Tapering appears to be the new "hot topic" for the U.S. macroeconomic framework. The low interest rate environment has substantially impacted the economy by supporting its recovery. On the other hand, the idea that this support from monetary expansion will, in time, begin to taper off, is being witnessed with a lot of caution as this macroeconomic event is expected to impact every industry. The performance of financial services industry has remained restricted in the low interest rate environment as the net interest margins for banks have been restrained. Therefore, the notion of tapering will introduce interesting dimensions in the financial services market. Similarly, the housing prices have shown a substantial improvement as the Case Schiller Housing Prices Index has shown a remarkable upswing. Going forward, the spillover effects of changes in the housing sector will also have far reaching consequences for the banking sector, specifically for the banks with a heavy exposure to the mortgage business.
In the last few days, S&P 500 has witnessed a relatively strong retreat which has resulted in a decrease in stock prices for the banking industry's major players as well. In the recent quarters, the financial services stocks have been soaring due to strong earnings reports by the large players. Bank of America (BAC) has been the strongest contender in terms of trade volume in the recent periods. In the last few days, the news regarding the company's $8.5 billion mortgage case has furthered the downward movement of the stock in comparison with other players as the stock price has declined by 5.35% since May 30th. In this analysis, I intend to review my recommendation of a long position in the stock.
Net Interest Margin Trend
The net interest margin has been a major concern for banking sector ever since the Federal Reserve introduced its monetary policy. Due to the lower interest rates, banks had to turn towards reserve releases and expense cuts in order to sustain their profitability in the face of low interest rates and stronger regulatory pressures. Bank of America's net interest income in FY12 also declined as compared to the previous years; however, the recent quarterly trends project a different picture.
Source: FY13Q1 Earnings Presentation
The above chart shows the net interest income and the net interest yield of Bank of America over the last five quarters. The bank's current net interest margin is still below the margin attained in the first quarter of FY12. However, in the last four quarters, the net margins have improved from 2.21% to 2.43%. At the same time, the net interest income has also improved over this period as long-term debt has been reduced and the commercial loans segment has shown a marked improvement. These facts show that the earnings of the bank cannot be entirely associated with their cost cutting measures. The improvement in bank's performance in key segments has also supported the overall earnings results.
Update on Litigation Cots
With the MBIA settlement, Bank of America was set to focus on its future strategies and operations. The settlement of that case resulted in a positive sentiment in the market as the stock price regained its momentum. However, recently the mortgage securities issue of Countrywide Financial Corp. has been brought to life again. Bank of America bought Countrywide in FY08 and proposed an $8.5 billion settlement for investors. Now the case has been opened as players like American International Group Inc. (AIG) contest that the settlement did not offer the full amount of their losses. The only certain aspect of this case is that it is expected to persist throughout the month of June.

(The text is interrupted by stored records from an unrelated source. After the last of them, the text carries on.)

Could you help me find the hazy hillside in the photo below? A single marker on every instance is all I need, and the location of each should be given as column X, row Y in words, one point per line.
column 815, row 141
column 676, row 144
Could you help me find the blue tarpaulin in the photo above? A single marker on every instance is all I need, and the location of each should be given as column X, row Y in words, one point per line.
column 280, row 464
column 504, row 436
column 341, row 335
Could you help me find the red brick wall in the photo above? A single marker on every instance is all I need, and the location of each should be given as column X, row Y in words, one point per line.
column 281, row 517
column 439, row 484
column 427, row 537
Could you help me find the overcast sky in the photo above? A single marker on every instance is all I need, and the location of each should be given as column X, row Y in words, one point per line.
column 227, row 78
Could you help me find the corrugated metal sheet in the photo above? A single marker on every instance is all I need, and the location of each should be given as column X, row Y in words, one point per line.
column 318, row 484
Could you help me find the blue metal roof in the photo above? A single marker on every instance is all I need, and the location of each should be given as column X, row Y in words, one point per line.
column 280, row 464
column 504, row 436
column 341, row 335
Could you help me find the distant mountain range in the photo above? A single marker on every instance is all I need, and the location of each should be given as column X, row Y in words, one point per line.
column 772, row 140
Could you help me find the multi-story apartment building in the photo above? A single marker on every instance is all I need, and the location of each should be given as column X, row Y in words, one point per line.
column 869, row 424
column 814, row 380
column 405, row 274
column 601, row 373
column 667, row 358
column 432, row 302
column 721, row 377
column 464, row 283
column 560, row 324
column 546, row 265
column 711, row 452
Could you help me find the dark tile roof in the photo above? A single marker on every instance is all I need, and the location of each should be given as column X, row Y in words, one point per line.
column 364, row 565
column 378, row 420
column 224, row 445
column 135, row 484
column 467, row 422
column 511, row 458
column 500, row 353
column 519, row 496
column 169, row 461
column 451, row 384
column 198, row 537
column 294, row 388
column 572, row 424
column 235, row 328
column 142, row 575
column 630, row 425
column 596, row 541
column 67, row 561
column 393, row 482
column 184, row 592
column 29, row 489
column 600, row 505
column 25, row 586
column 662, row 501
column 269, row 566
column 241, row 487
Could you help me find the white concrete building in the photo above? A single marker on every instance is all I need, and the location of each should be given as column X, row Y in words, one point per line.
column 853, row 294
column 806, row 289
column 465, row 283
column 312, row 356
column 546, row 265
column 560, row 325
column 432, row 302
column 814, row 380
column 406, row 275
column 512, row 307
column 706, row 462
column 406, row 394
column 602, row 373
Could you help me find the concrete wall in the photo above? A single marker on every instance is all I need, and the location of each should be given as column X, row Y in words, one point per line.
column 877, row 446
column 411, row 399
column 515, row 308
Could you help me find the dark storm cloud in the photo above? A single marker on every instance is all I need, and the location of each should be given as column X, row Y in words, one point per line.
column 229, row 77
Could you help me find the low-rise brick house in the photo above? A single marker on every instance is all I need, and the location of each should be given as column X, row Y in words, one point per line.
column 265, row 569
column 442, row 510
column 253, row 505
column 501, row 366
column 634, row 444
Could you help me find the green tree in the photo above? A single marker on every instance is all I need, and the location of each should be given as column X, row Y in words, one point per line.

Bearish analysts have proposed that the case could result in losses amounting $60 billion for Bank of America. A few of these analysts have also started to raise questions regarding the bank's balance sheet. In my opinion, these views are farfetched. It is too early to speculate regarding the possible losses, if any at all and the reduction of long-term debt over the last few years have substantially strengthened the balance sheet of the bank. The tier 1 capital proportion of the bank has improved over the last two years. Therefore, currently the only threat to Bank of America's future outlook is its legal issues which seem to continue despite utmost efforts of the bank.
The overall retreat of the market from the last month's upswing, coupled with the news regarding the opening of the mortgage securities case has reduced the stock price of Bank of America to $13.09. These two factors are the major sources of short-term risk for the bank. Therefore, in the short run, the downward price movement is expected to persist for a while. However, in my opinion, this is not a signal to surrender the long position in the bank. In fact, investors should consider this decline as a considerable buying opportunity and look for decent entry points. Therefore, I reiterate my buy recommendation on Bank of America for the long run as the fundamental indicators suggest that the company will benefit the most from the overall economic recovery.